Soon, for example, a surgeon will be able to practice removing a tumor or repairing a heart valve by putting on goggles and a glove. A perfect computer-generated simulation of a body will appear, and by simply grasping the scalpel and cutting, a new technique called force-feedback will allow the doctor to feel the liquidness of the patient's blood and the resistance of tissue and bone.

Still, these simulations of VR are theoretical constructs. They look realistic but they aren't "truthful," and they raise serious practical and spiritual questions.

For example, training doctors or scientists to trust tactics they learned from simulations rather than real-world practice may further blind them to the unique and interdependent value of each body, each molecule.
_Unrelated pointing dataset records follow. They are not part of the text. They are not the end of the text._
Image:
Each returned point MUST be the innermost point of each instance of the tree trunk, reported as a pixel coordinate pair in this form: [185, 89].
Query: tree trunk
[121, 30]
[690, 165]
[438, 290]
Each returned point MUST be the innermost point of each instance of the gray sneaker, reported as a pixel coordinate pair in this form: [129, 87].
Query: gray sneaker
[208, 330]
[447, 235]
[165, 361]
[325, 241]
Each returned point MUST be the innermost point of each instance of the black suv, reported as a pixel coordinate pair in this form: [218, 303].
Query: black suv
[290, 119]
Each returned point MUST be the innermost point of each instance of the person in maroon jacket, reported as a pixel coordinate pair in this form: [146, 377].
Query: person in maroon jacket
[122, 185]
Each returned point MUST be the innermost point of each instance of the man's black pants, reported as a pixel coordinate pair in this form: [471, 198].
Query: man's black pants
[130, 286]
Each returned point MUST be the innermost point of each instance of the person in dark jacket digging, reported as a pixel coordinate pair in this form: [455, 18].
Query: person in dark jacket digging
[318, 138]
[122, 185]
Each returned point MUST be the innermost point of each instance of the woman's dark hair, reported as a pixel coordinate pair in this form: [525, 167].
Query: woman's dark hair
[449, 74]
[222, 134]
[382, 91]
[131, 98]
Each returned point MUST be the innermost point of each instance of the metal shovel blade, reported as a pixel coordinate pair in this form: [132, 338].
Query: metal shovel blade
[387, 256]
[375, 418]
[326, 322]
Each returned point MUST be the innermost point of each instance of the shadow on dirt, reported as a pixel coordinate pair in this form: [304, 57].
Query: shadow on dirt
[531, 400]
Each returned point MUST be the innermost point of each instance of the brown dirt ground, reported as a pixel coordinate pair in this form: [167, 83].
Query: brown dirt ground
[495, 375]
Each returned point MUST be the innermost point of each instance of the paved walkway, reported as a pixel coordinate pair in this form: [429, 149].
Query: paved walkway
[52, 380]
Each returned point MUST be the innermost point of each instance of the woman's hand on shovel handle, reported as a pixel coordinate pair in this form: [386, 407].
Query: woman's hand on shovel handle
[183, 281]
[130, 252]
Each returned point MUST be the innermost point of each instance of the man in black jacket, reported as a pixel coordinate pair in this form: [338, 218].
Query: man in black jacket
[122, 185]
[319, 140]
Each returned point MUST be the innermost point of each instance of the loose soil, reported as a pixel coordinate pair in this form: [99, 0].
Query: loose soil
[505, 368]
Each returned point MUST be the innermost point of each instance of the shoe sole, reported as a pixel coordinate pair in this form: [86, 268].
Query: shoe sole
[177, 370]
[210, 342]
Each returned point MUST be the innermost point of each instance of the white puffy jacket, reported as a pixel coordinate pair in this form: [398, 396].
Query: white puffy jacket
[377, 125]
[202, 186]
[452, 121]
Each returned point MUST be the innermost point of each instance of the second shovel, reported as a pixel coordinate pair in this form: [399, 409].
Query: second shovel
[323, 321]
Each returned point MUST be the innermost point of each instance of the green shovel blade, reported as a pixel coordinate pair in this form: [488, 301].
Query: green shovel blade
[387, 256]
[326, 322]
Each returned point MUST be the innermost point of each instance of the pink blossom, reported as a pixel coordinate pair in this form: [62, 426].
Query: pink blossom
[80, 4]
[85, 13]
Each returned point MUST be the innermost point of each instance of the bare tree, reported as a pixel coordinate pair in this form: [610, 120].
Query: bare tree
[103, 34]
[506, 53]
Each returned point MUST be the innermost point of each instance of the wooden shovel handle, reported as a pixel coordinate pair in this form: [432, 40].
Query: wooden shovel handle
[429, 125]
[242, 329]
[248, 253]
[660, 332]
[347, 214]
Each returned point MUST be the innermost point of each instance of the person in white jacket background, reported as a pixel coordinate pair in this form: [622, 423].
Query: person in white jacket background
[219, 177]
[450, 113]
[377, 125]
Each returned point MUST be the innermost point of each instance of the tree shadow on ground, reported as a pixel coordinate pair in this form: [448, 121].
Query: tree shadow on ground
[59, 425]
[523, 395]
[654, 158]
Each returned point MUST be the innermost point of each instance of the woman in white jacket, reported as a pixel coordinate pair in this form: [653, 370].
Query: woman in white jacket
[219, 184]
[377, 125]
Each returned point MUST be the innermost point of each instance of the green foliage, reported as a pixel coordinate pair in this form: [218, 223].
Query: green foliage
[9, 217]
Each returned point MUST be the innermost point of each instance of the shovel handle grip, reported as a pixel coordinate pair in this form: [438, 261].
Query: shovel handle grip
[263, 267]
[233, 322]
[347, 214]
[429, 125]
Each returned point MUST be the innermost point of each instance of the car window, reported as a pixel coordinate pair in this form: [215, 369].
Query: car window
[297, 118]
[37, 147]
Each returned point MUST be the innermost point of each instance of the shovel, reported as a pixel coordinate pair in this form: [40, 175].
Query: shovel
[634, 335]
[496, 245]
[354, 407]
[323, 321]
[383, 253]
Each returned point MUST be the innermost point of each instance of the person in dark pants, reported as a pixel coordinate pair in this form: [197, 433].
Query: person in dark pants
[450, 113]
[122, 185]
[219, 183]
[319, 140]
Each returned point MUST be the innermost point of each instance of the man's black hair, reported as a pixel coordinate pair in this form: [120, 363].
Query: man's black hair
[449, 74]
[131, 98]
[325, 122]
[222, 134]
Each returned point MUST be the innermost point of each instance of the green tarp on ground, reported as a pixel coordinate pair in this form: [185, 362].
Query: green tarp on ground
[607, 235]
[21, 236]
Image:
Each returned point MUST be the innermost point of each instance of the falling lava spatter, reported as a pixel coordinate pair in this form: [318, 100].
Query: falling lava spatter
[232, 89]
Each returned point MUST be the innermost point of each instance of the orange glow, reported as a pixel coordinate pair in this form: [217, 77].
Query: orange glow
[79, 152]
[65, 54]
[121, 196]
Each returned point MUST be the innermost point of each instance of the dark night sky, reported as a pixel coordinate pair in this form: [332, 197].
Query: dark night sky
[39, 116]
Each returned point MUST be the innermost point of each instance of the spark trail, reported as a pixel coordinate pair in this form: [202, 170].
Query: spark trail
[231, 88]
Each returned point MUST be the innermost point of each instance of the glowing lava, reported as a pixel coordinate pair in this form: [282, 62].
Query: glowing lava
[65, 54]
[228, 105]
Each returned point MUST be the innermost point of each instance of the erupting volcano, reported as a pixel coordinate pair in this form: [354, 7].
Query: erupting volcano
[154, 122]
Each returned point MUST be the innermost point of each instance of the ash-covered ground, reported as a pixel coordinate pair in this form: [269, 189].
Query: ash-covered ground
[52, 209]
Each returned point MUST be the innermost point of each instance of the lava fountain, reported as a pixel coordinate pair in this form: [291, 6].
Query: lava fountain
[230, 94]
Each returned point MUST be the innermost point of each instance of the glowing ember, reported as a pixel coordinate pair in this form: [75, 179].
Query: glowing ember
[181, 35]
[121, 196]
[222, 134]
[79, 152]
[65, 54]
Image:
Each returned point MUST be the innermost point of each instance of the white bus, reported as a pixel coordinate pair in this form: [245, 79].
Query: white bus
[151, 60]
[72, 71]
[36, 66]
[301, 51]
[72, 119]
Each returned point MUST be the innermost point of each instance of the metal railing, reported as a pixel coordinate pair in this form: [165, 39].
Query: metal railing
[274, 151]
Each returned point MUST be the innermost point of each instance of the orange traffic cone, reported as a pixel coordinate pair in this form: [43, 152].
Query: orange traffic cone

The map is not the territory. A cartoon body is not a life. From a Buddhist point of view, the scientific visualizations of VR could operate either as a great tool for healing or as just one more dazzling force in the Western world that will conspire to reinforce smug intellectual certainties and inhibit compassion and real spiritual search. Clarity about the nature of the medium is crucial, because VR will soon offer forms of entertainment so all-absorbing that one observer has called them "samsara squared." Mattei has already brought out the "Power Glove," an $89 toy version of the $8,800 DataGlove II. And it enables its wearers—usually kids—to box with virtual opponents and to cause virtual death and destruction with a wave of their "real" hands. Meanwhile, Lanier and MGM have a deal to develop" virtual movies," or "voomies," using telepresence to bring a comic "changeling" into a theater space to keep you laughing. And, in the ultimate application of computer self-satisfaction, eventually you may be able to climb into a full-body contact suit and indulge in "teledildonics"—virtual sex between one or more consenting simulations.